Who said what, 1975-2023
Woodenhead has emerged as probably the most important and certainly the most fascinating musical unit New Orleans has seen in years...adamantly original, almost spiritual.."
Eddie Allman, BATON ROUGE MORNING ADVOCATE
"Ya'll suck!" audience member, Laplace Speedway, 1979
"Jimmy Robinson is a major talent who could easily become one of Austin's guitar heroes.."
Michael Point, AUSTIN-AMERICAN STATESMAN
"Why Ya'll play dat music dat make people fight?" Audience member, 1978 after huge brawl breaks out among frenzied Bridge City Gumbo Festival attendees during Woodenhead's set
"A great band. Really great feeling"JOHN MCLAUGHLIN, 1985
"They've been around forever. They're not really happening" Editor of defunct New Orleans music magazine at meeting for defunct music conference. 1986
"Woodenhead is not for the faint-hearted, musically or in spirit...they play a hard-driving, challenging music that will literally rock you out of the comfortable cradle of Jazz, R&B and rock and roll into which life in New Orleans has lulled you." Rock AdamGAMBIT
"The guitar is way too loud" audience member, Cat's Cradle, Chapel Hill, N.C. June 15, 1985
"I can't hear the guitar at all" audience member, Cat's Cradle, Chapel Hill, N.C. June 15, 1985
"Robinson is a killer guitarist, capable of removing the heads of most head banging metal freaks. He is also 'tasty' in the old-fashioned sense, rarely letting speed overtake the essentials."
Mark Bingham, WAVELENGTH MAGAZINE
"You boys need some uniforms" Jimmy Robinson's grandfather repeatedly
from 1975 until his passing in the mid-eighties.
"At the New Orleans jazz festival, Woodenhead gets a standing ovation for teaching traditional jazz fans just how far imagination and electricity can push the form" ESQUIRE MAGAZINE
"An innovative band of extraordinary instrumentalists"... TRIANGLE LIVE, Winston-Salem, N.C.

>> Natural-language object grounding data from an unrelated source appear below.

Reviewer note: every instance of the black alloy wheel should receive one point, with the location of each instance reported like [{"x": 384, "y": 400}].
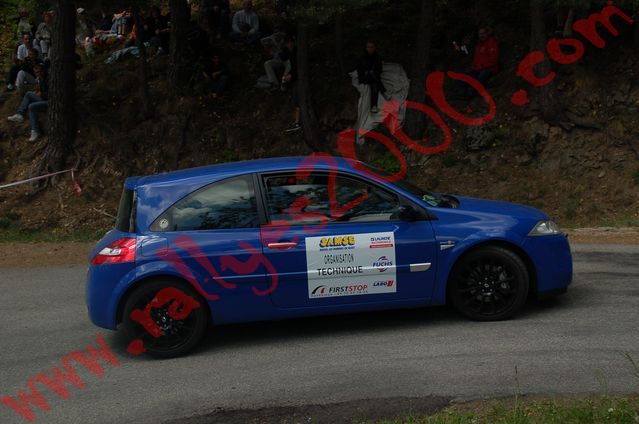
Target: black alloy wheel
[
  {"x": 178, "y": 336},
  {"x": 489, "y": 284}
]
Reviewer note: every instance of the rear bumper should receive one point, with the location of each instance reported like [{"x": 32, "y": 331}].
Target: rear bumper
[
  {"x": 103, "y": 292},
  {"x": 553, "y": 263}
]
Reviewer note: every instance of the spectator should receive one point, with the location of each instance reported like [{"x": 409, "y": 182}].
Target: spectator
[
  {"x": 369, "y": 72},
  {"x": 26, "y": 75},
  {"x": 19, "y": 60},
  {"x": 216, "y": 75},
  {"x": 485, "y": 61},
  {"x": 24, "y": 24},
  {"x": 246, "y": 25},
  {"x": 43, "y": 34},
  {"x": 34, "y": 102},
  {"x": 274, "y": 67},
  {"x": 281, "y": 8},
  {"x": 217, "y": 14},
  {"x": 289, "y": 79}
]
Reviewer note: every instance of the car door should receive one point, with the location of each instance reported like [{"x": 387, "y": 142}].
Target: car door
[
  {"x": 211, "y": 228},
  {"x": 362, "y": 254}
]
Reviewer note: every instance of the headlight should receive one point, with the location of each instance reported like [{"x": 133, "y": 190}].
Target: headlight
[{"x": 545, "y": 228}]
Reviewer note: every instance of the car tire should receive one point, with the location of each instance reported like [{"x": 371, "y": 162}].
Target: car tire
[
  {"x": 489, "y": 284},
  {"x": 176, "y": 337}
]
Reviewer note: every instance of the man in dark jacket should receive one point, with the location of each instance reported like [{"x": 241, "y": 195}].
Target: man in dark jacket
[
  {"x": 369, "y": 72},
  {"x": 34, "y": 102}
]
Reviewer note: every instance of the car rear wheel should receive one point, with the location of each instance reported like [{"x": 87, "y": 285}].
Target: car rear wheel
[
  {"x": 169, "y": 317},
  {"x": 489, "y": 284}
]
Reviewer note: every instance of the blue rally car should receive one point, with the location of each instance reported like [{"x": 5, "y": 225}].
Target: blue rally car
[{"x": 292, "y": 237}]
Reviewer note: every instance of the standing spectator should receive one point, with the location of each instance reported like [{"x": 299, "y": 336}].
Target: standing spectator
[
  {"x": 21, "y": 56},
  {"x": 485, "y": 61},
  {"x": 217, "y": 14},
  {"x": 246, "y": 25},
  {"x": 34, "y": 102},
  {"x": 289, "y": 79},
  {"x": 216, "y": 75},
  {"x": 369, "y": 72},
  {"x": 43, "y": 35},
  {"x": 26, "y": 75}
]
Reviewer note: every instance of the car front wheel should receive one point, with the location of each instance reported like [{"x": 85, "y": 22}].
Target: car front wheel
[
  {"x": 489, "y": 284},
  {"x": 168, "y": 317}
]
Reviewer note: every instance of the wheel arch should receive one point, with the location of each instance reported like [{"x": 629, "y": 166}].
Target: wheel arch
[
  {"x": 504, "y": 244},
  {"x": 166, "y": 277}
]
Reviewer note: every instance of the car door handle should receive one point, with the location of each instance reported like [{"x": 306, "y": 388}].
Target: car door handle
[{"x": 282, "y": 246}]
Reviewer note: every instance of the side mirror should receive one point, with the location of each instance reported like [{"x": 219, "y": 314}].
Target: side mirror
[{"x": 408, "y": 213}]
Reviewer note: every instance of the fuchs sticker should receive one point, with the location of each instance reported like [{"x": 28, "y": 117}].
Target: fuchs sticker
[{"x": 351, "y": 265}]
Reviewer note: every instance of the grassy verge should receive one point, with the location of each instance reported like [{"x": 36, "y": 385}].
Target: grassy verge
[
  {"x": 52, "y": 236},
  {"x": 565, "y": 410}
]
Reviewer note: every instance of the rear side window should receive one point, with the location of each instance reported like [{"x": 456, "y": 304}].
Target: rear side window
[
  {"x": 223, "y": 205},
  {"x": 125, "y": 221}
]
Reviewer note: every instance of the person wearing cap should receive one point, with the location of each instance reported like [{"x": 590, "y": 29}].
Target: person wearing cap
[
  {"x": 43, "y": 34},
  {"x": 34, "y": 102},
  {"x": 246, "y": 25}
]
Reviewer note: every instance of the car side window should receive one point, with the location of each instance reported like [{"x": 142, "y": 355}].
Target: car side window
[
  {"x": 370, "y": 203},
  {"x": 223, "y": 205},
  {"x": 306, "y": 201}
]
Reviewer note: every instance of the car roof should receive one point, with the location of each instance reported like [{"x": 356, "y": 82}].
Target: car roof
[{"x": 239, "y": 168}]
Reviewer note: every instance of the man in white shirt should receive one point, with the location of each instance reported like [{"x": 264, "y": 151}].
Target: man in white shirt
[
  {"x": 246, "y": 25},
  {"x": 22, "y": 54}
]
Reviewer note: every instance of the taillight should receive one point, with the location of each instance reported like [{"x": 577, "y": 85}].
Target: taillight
[{"x": 120, "y": 251}]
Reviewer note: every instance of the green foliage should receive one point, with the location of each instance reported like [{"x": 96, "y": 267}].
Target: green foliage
[{"x": 549, "y": 411}]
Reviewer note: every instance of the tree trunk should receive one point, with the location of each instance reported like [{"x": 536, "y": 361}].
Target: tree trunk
[
  {"x": 339, "y": 43},
  {"x": 414, "y": 124},
  {"x": 538, "y": 42},
  {"x": 178, "y": 66},
  {"x": 61, "y": 110},
  {"x": 146, "y": 110},
  {"x": 309, "y": 121}
]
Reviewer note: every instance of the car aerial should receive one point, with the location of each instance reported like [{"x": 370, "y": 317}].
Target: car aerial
[{"x": 283, "y": 238}]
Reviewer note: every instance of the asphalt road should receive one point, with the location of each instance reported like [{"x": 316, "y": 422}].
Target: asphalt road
[{"x": 572, "y": 344}]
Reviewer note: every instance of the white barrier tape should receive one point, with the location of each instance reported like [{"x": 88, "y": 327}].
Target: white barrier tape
[{"x": 41, "y": 177}]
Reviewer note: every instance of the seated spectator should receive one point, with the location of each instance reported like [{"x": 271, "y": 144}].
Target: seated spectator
[
  {"x": 26, "y": 75},
  {"x": 281, "y": 8},
  {"x": 217, "y": 13},
  {"x": 485, "y": 61},
  {"x": 43, "y": 34},
  {"x": 24, "y": 23},
  {"x": 275, "y": 67},
  {"x": 246, "y": 25},
  {"x": 22, "y": 53},
  {"x": 216, "y": 75},
  {"x": 34, "y": 102},
  {"x": 369, "y": 72},
  {"x": 289, "y": 79},
  {"x": 106, "y": 22}
]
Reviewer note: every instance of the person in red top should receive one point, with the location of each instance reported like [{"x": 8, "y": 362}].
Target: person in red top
[{"x": 485, "y": 60}]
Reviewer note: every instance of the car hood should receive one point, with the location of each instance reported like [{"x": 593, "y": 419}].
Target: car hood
[{"x": 472, "y": 204}]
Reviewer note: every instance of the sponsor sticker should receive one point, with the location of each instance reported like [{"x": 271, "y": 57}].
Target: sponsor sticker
[{"x": 351, "y": 265}]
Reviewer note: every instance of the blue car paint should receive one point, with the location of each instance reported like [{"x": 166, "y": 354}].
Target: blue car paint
[{"x": 448, "y": 237}]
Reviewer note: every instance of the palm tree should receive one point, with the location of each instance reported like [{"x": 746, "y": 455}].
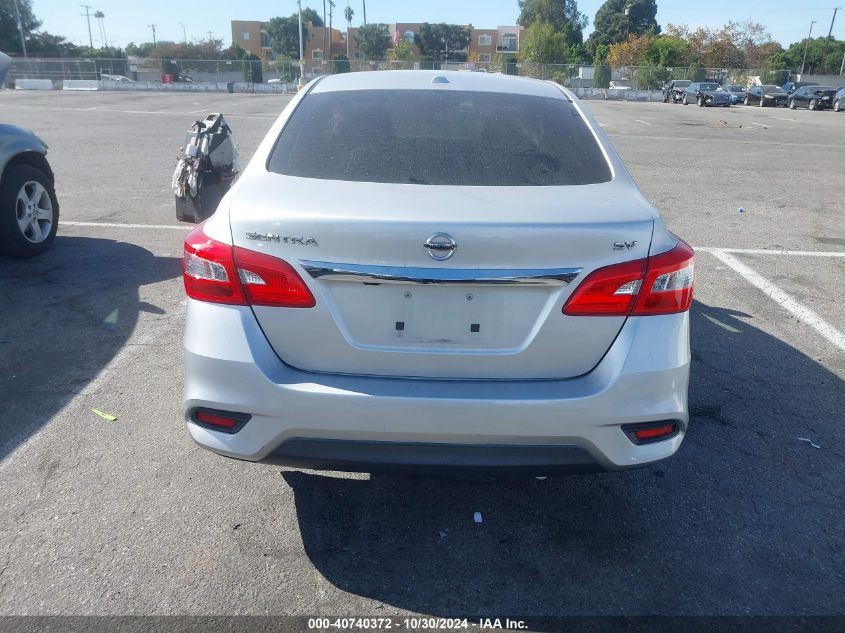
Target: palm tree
[
  {"x": 100, "y": 17},
  {"x": 348, "y": 12}
]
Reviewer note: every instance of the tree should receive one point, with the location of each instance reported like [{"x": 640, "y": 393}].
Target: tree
[
  {"x": 10, "y": 39},
  {"x": 617, "y": 19},
  {"x": 668, "y": 50},
  {"x": 284, "y": 35},
  {"x": 563, "y": 15},
  {"x": 372, "y": 40},
  {"x": 442, "y": 42},
  {"x": 542, "y": 44},
  {"x": 601, "y": 78},
  {"x": 340, "y": 64},
  {"x": 632, "y": 52},
  {"x": 403, "y": 52}
]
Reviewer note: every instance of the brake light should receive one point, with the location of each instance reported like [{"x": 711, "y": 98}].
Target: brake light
[
  {"x": 650, "y": 432},
  {"x": 220, "y": 273},
  {"x": 661, "y": 284}
]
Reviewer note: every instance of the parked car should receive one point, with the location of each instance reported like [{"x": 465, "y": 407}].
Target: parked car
[
  {"x": 29, "y": 209},
  {"x": 791, "y": 86},
  {"x": 737, "y": 93},
  {"x": 706, "y": 94},
  {"x": 117, "y": 78},
  {"x": 765, "y": 96},
  {"x": 674, "y": 90},
  {"x": 367, "y": 299},
  {"x": 812, "y": 97},
  {"x": 839, "y": 100}
]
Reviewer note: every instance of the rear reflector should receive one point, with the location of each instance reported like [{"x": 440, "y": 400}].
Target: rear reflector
[
  {"x": 225, "y": 421},
  {"x": 661, "y": 284},
  {"x": 220, "y": 273},
  {"x": 650, "y": 432}
]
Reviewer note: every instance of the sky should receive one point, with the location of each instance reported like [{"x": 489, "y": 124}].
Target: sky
[{"x": 126, "y": 22}]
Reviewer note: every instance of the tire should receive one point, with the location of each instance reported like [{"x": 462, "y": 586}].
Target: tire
[{"x": 29, "y": 212}]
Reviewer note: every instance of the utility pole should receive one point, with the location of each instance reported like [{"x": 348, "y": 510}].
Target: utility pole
[
  {"x": 331, "y": 31},
  {"x": 87, "y": 8},
  {"x": 20, "y": 29},
  {"x": 829, "y": 34},
  {"x": 806, "y": 47},
  {"x": 301, "y": 81}
]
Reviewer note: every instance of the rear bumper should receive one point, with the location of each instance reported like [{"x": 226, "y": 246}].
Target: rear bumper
[{"x": 371, "y": 424}]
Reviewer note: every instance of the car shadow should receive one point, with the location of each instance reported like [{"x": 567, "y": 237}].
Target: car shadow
[
  {"x": 746, "y": 519},
  {"x": 63, "y": 316}
]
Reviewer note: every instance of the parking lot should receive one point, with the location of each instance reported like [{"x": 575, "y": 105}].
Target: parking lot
[{"x": 130, "y": 517}]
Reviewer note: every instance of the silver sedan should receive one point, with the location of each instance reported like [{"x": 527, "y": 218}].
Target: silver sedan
[{"x": 440, "y": 271}]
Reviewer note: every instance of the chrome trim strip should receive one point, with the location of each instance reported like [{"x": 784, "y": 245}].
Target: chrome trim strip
[{"x": 328, "y": 271}]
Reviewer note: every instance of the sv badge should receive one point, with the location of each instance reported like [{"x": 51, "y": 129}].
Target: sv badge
[{"x": 621, "y": 246}]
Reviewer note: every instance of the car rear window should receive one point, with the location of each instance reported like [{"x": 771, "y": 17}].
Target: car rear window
[{"x": 439, "y": 137}]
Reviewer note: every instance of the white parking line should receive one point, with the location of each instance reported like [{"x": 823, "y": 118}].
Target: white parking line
[
  {"x": 763, "y": 251},
  {"x": 118, "y": 225},
  {"x": 784, "y": 300}
]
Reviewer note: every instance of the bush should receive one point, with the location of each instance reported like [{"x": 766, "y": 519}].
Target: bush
[{"x": 601, "y": 78}]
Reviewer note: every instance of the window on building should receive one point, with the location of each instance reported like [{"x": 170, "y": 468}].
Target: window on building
[{"x": 509, "y": 43}]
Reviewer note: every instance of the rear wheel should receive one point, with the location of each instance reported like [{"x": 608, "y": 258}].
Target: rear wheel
[{"x": 29, "y": 212}]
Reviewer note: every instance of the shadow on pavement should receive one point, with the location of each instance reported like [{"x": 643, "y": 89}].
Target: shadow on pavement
[
  {"x": 746, "y": 519},
  {"x": 64, "y": 316}
]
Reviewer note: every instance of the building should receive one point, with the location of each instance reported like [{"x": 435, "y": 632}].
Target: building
[
  {"x": 251, "y": 36},
  {"x": 325, "y": 43}
]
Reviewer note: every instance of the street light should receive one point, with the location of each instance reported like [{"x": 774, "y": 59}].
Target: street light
[
  {"x": 20, "y": 28},
  {"x": 803, "y": 61},
  {"x": 301, "y": 81}
]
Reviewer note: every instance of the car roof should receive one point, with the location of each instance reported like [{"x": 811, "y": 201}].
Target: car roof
[{"x": 436, "y": 80}]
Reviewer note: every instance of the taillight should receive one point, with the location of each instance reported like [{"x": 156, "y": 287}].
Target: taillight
[
  {"x": 661, "y": 284},
  {"x": 220, "y": 273},
  {"x": 648, "y": 432}
]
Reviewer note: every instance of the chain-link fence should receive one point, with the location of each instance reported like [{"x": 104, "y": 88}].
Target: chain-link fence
[{"x": 148, "y": 73}]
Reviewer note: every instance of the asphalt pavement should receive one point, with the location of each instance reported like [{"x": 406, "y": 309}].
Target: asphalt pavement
[{"x": 130, "y": 517}]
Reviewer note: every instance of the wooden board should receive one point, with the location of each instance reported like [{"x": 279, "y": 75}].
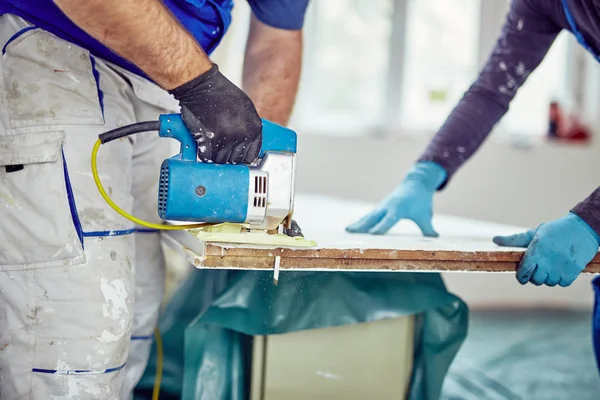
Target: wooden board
[{"x": 463, "y": 245}]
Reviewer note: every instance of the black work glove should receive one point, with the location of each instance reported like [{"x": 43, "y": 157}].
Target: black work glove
[{"x": 221, "y": 118}]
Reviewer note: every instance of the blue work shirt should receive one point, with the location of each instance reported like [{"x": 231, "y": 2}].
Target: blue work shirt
[{"x": 206, "y": 20}]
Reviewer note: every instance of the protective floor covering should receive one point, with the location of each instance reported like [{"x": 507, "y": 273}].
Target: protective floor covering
[{"x": 528, "y": 355}]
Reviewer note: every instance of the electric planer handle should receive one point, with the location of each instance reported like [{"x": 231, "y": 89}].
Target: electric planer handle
[{"x": 275, "y": 138}]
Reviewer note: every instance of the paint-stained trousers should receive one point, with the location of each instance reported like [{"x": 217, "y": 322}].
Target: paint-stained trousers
[{"x": 80, "y": 286}]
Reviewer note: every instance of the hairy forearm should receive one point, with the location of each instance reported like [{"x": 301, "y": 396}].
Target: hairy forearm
[
  {"x": 143, "y": 32},
  {"x": 272, "y": 70}
]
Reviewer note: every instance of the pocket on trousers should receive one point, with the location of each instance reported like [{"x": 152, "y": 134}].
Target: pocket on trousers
[{"x": 39, "y": 226}]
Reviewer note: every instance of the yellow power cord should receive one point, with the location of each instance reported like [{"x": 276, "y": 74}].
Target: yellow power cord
[
  {"x": 159, "y": 348},
  {"x": 123, "y": 212}
]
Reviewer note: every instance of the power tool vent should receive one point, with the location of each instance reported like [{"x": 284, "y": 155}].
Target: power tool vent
[
  {"x": 260, "y": 191},
  {"x": 163, "y": 187}
]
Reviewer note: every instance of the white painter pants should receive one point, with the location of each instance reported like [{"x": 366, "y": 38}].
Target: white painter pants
[{"x": 80, "y": 286}]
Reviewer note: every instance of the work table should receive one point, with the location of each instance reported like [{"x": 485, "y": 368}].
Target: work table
[{"x": 463, "y": 244}]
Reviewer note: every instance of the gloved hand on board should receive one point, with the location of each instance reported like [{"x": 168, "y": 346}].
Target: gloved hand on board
[
  {"x": 412, "y": 199},
  {"x": 221, "y": 117},
  {"x": 557, "y": 251}
]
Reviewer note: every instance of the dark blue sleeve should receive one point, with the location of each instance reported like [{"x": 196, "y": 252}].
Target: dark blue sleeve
[{"x": 282, "y": 14}]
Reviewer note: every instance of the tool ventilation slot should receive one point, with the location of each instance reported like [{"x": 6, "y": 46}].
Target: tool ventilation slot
[
  {"x": 163, "y": 188},
  {"x": 260, "y": 191}
]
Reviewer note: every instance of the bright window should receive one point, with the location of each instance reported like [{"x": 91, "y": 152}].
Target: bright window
[{"x": 400, "y": 66}]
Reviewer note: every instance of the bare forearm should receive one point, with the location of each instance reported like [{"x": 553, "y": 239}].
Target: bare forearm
[
  {"x": 272, "y": 70},
  {"x": 143, "y": 32}
]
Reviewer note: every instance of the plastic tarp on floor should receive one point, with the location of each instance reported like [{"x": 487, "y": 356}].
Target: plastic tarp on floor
[
  {"x": 208, "y": 324},
  {"x": 525, "y": 355}
]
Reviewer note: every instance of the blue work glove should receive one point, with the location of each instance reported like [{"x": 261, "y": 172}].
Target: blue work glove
[
  {"x": 557, "y": 251},
  {"x": 412, "y": 199}
]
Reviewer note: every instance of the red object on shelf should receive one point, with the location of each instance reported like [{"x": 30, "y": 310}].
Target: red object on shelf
[{"x": 567, "y": 129}]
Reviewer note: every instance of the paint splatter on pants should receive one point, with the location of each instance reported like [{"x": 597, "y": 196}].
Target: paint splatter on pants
[{"x": 80, "y": 287}]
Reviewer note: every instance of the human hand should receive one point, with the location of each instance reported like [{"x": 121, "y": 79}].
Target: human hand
[
  {"x": 412, "y": 199},
  {"x": 221, "y": 118},
  {"x": 557, "y": 251}
]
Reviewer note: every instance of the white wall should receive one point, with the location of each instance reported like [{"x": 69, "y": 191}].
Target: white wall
[{"x": 502, "y": 183}]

"A band dedicated to creating music of the highest integrity, and not compromising during their three decades of performances and recordings." MJ BradyPROGNOSIS
"It's kind of painful to my ear" Audience member,Tipitina's, 1980
Rolling Stone MagazineNew Orleans Jazz Fest 2018: The 7 Best Things We Saw
By David Fricke
New Orleans Guitar Masters, Lagniappe Stage
There are more than three guitar masters in New Orleans. But this Friday afternoon session was a rare chance to catch as many – Cranston Clements, who plays with Cyril Neville; the blues and jazz stylist John Rankin; and Jimmy Robinson of the long-running New Orleans fusion band Woodenhead – in such intricately arranged, jubilantly soloing proximity. There was no rhythm section. The interplay came with its own propulsion, in an acoustic-electric blend that recalled the three-way dynamics of John McLaughlin’s early-Eighties collaboration with Paco de Lucia and Al Di Meola. A Ventures medley, in memory of their late guitarist Nokie Edwards, rolled like flamenco surf; a cover of Dave Brubeck’s 9/8 jazz classic “Blue Rondo a La Turk” was closer to the storming prog-rock of the 1968 version by the Nice – with extra spirited quoting of Led Zeppelin.